And of course, we can now the figure tags to link it to the text:

Figure 1 provides a simple scatter between prices and MPG for foreign and domestic cars. While there seems to be a strong negative relationship between these variables among foreign cars (see Figure 1 (a)), the relationship among domestic cars is much weaker, when looking at cars with a fuel efficiency larger than 15mpg (see Figure 1 (b)).

The last approach, however, may not work with PDF format, or jupyter-notebook format, unless the figures are saved.
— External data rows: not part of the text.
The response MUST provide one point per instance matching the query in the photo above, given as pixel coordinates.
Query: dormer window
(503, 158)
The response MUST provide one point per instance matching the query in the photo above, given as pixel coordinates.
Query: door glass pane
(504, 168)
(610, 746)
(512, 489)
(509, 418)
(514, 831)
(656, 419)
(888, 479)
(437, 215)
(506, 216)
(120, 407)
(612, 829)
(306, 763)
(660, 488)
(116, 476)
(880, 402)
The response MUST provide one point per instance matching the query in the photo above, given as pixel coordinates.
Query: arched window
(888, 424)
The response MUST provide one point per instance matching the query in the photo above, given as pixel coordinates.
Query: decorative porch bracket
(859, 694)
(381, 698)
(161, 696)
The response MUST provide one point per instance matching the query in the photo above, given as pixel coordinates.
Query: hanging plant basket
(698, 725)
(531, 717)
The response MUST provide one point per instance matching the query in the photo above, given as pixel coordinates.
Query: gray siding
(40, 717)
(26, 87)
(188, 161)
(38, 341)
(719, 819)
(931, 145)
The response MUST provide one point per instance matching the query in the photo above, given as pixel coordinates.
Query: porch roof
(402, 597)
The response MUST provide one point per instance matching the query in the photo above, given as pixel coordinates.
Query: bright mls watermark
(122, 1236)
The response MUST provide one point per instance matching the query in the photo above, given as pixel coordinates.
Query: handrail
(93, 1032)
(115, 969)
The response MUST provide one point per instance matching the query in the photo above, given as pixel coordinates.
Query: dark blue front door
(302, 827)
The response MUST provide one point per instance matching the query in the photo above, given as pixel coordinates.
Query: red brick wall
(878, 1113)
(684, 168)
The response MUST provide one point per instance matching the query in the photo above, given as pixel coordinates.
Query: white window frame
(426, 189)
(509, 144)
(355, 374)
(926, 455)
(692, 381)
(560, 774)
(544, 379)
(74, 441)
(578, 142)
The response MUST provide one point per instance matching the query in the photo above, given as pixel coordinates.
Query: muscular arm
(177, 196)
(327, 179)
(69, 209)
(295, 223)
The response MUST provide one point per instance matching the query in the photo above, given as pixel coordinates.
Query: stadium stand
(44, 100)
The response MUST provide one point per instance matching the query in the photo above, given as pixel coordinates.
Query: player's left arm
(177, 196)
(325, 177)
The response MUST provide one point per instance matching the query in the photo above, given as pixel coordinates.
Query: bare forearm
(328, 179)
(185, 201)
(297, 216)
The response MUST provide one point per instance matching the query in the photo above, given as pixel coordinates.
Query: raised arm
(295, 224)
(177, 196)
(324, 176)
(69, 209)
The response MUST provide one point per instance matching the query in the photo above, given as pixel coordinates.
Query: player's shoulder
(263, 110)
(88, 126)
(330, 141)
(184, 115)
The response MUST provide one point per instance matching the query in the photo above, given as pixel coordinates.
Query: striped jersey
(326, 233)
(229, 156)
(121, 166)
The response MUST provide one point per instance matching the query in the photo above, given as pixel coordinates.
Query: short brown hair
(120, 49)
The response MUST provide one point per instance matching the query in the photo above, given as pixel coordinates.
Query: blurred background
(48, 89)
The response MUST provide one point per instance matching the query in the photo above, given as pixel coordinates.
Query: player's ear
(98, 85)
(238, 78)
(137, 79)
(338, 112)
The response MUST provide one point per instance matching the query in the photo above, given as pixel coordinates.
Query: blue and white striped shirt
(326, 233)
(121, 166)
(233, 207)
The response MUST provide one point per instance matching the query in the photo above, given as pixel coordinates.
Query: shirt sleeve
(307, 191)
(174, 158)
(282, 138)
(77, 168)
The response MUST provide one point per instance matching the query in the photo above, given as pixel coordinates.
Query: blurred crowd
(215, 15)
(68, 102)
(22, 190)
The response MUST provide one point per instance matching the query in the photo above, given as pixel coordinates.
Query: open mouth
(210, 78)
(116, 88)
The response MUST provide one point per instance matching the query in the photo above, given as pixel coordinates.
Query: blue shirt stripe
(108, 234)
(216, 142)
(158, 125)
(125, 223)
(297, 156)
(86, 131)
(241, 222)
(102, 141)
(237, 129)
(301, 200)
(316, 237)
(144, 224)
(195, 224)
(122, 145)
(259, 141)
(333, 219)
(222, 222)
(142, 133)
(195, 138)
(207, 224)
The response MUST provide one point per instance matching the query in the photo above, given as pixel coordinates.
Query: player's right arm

But does seem to work with HTML and docx.

Nevertheless, one could also do the following:

::: {#fig-mpgprice layout-ncol=2 .column-page }
![foreign](fig2a.png){#fig-mpgprice-1}
![domestic](fig2b.png){#fig-mpgprice-2}
Price vs MPG
:::

to produce

(a) foreign
(b) domestic
Figure 2: Price vs MPG

As plot in Figure 2 provides a simple scatter between prices and MPG for foreign and domestic cars. While there seems to be a strong negative relationship between these variables among foreign cars (see Figure 2 (a)), the relationship among domestic cars is much weaker, when looking at cars with a fuel efficiency larger than 15mpg (see Figure 2 (b)).

If using VScode, to render all formats at once, you need to type quarto render filename.qmd in the terminal.